I need to work across the columns of a large .tsv
and replace the column name if it matches any of a number of strings, labelling it an error if no match is found. Below is a simplified version of what I have, and it works here.
Sample tab-separated input test.tsv
:
Col1 Col2 Col3 Col4
A B C Foo
D E F Bar
G H I Baz
Script:
#!/bin/bash
set -eu
shopt -s failglob
awk 'BEGIN {FS=OFS="\t"} \
{if (NR==1) \
{for (i = 1 ; i <= NF ; i++) \
if ($i == "Col1") { $i = "NewCol1" } \
else if ( $i == "Col2") { $i = "NewCol2" } \
else if ( $i == "Col4") { $i = "NewCol4" } \
else { $i = "Error: "$i } \
} print \
}' test.tsv
Tab-separated output:
NewCol1 NewCol2 Error: Col3 NewCol4
A B C Foo
D E F Bar
G H I Baz
However, in my real process Col4
is not being successfully processed.

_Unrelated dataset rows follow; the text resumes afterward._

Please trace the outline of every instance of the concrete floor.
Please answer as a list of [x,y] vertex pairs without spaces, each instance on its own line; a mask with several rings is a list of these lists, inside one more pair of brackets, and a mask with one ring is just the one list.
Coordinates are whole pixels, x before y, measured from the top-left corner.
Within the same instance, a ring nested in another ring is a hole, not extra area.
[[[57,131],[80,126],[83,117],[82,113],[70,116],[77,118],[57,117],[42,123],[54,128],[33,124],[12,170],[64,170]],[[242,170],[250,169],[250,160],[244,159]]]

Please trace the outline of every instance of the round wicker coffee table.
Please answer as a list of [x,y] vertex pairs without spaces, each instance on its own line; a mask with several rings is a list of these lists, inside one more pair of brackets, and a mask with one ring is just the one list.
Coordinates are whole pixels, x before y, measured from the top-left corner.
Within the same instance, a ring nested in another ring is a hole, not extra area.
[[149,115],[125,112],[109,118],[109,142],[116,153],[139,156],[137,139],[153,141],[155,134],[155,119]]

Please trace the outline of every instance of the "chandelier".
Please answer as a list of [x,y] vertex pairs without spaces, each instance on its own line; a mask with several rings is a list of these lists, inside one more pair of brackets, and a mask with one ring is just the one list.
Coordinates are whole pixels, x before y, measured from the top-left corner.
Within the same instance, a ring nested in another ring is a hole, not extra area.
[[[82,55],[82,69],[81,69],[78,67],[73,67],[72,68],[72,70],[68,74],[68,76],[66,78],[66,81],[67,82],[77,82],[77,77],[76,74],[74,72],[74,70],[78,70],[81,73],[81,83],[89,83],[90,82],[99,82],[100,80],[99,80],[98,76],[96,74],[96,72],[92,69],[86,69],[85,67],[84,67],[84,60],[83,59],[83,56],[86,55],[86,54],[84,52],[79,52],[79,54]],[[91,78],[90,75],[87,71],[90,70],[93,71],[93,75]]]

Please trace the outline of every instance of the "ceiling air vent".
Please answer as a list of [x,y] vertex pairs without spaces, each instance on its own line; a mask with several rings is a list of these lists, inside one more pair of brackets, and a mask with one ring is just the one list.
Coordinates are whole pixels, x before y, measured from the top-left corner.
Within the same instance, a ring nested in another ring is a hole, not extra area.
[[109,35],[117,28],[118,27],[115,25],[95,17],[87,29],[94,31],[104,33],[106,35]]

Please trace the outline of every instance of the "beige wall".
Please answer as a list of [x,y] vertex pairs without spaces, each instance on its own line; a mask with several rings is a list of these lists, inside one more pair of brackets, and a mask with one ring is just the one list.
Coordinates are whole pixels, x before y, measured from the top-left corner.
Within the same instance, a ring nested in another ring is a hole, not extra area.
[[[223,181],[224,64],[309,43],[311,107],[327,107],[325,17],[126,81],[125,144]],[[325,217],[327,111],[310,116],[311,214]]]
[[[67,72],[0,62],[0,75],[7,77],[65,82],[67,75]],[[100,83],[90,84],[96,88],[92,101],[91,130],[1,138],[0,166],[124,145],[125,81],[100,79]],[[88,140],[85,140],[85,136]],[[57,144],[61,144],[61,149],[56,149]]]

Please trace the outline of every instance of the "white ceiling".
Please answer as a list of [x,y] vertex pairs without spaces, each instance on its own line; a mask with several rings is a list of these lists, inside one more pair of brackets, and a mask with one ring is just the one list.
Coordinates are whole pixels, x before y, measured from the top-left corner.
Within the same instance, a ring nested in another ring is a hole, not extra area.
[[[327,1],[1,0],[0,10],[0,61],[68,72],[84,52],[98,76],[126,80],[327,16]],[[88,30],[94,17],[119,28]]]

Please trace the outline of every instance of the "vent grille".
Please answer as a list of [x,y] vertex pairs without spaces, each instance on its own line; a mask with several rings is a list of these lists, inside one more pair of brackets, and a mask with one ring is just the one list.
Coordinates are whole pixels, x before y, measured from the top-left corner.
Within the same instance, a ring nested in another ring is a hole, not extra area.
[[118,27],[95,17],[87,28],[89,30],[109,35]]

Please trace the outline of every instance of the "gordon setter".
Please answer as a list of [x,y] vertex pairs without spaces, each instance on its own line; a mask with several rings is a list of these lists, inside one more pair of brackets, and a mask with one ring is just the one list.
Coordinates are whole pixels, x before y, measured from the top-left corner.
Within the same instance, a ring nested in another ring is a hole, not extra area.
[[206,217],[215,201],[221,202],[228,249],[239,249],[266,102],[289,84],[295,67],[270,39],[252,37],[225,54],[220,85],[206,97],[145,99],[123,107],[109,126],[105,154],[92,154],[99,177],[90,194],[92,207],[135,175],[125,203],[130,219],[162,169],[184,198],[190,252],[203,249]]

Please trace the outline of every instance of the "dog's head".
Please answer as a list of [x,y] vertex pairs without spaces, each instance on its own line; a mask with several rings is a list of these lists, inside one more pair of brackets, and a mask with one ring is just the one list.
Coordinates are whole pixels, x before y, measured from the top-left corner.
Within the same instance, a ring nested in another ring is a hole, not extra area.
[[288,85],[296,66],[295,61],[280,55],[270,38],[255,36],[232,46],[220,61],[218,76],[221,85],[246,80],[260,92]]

Instead, it is being flagged as an error. The issue does not occur if I use LibreOffice Calc to open the file and save it again, still as .tsv
. This makes me think it may be a line ending format issue, but I have used vim to check the endings in the input file, and they are consistently \n
. What am I missing here?